CEO speaks: AI Won’t Take Away Your Job. Your Ignorance Will

Update: 2025-08-06 18:15 GMT

As the CEO of an educational group, who interacts with thousands of students every year, I find myself increasingly concerned. No, it’s not by the possibility of Artificial Intelligence (AI) taking away jobs, but by the growing disconnect between students and the reality of how AI works. Or just how profoundly it is already shaping their future careers, decisions and lives. We are raising a generation that interacts with AI every day but lacks the basic awareness of how these systems function, what data fuels them, where they falter and why that matters.
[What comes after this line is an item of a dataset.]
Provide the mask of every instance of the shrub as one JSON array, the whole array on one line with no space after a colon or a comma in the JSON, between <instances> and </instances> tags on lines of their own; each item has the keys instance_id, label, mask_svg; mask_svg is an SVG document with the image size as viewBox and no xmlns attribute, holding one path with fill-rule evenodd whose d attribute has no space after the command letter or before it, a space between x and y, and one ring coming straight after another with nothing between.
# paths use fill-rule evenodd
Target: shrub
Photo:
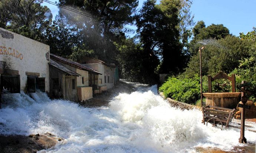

In a world increasingly governed by algorithms, this kind of ignorance is not just a disadvantage… It’s a serious liability!

There’s a widespread illusion that today’s youth, being digital natives, are naturally equipped for the AI era. But using Instagram filters, browsing TikTok, or relying on ChatGPT for homework does not equate to AI literacy. True AI understanding requires familiarity with how Machine Learning (ML) models learn, the biases they carry, the ethical dilemmas they raise, and their far-reaching impact on privacy, equity, and even politics. The gap between casually using AI tools and critically understanding them is becoming a chasm and it’s that gap that worries me the most.

What we’re witnessing is that AI is no longer confined to tech labs or niche industries. It’s already shaping core societal functions, determining who gets hired through AI resume scanners, who gets approved for a loan through algorithmic credit assessments, how medical diagnoses are made through AI-assisted imaging, and even how political beliefs are nudged through personalized content feeds! Yet we’re not equipping students with even the basic vocabulary to question, challenge, or engage with these systems. Imagine a law graduate who’s never explored algorithmic bias, or a teacher using edtech platforms without knowing how student data is being analyzed. Let’s understand it now. This isn’t a problem limited to IT departments anymore. It’s a foundational failure in education across disciplines.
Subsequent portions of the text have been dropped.